Feed Pellet Size in Poultry Production
The size of animal feed pellets is often overlooked in poultry production. During processing, laying hen feed plants often cannot guarantee uniform pellet size and a fully mixed ratio of ingredients. Variations in grinding and crushing methods lead to differences in particle distribution, which—despite similar overall nutrition—affect feed digestion, absorption, and bird performance. Feed manufacturers should regularly evaluate feed particle size and distribution to reduce such impacts.
1. Impact of Feed Particle Size on the Digestive System
- Larger pellets promote muscle stomach (gizzard) development and increase intestinal length.
- Large pellets stay longer in the gizzard, are ground into smaller pieces, then move to the small intestine—extending enzyme action time.
- Longer intestinal villi increase the surface area for nutrient absorption.
- Feeding only fine powder shortens the gizzard, enlarges the glandular stomach, and reduces intestine length—negatively affecting digestion.
2. Ideal Chicken Layers Feed Pellet Size
- Size should increase with beak, gizzard, and digestive organ development.
- Layers prefer large pellets, and this preference increases with age.
Age Stage | Recommended Pellet Size | Notes |
---|---|---|
0–6 weeks | 1–3 mm (powder/granules) | Uniform nutrients; avoid prolonged powder feeding to prevent underdeveloped gizzard/intestine |
Pre-lay | Powder with 55–85% particles at 1–3 mm; GMD 1200 μm | Add 2–4 mm stone powder pellets to support eggshell quality |
3. Pellet Size of Layer Feed
- Too many fine particles
- Reduce feed intake and nutrient absorption
- Increase dust in the chicken house
- Too many coarse particles
- Birds selectively eat large pellets
- Increase risk of feed separation
- Best pellet feeding practices
- Provide a 3–4 hour noon gap to encourage consumption of fine pellets
- Add at least 0.5% oil or liquid fat to help bind fines
- Use large or coarsely crushed feed in hot weather to stimulate intake
4. Selective Feeding of Laying Hens
- Layer feed is a mix of large pellets (energy—broken corn) and small pellets (AAs, phosphorus, vitamins, minerals).
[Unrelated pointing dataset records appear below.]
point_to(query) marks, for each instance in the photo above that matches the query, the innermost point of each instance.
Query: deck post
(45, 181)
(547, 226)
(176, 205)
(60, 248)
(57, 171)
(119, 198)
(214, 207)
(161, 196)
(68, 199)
- Excessive large pellet intake can cause nutrient imbalance (Vit A/D, riboflavin, Na, lysine, methionine deficiency).
- Too many feedings or large portions cause fines to accumulate in troughs.
- Noon empty-trough management (2–4 h) helps hens consume fines.
- Daily balanced intake of both sizes supports nutritional balance.
5. Method for Determining Feed Pellet Size
- Follow USDA standard: feed passes through 14 sieves for 10 minutes.
- Calculate geometric mean diameter (GMD) and uniformity (SD or CV).
- For compound feed, CV should be <10%.
- Primarily applied in large feed processing plants.
6. Impact of Crushing Process on Feed Particle Size
- Particle size changes multiple times during crushing.
- Main factor: crushing method—affects uniformity and size.
- Protein meals and premixes often require little size reduction.
- Cereals (corn, wheat) require milling—different grains yield different sizes under same conditions.
- The grain corn hammer mill produces varied sizes depending on hammer shape, speed, and screen hole size.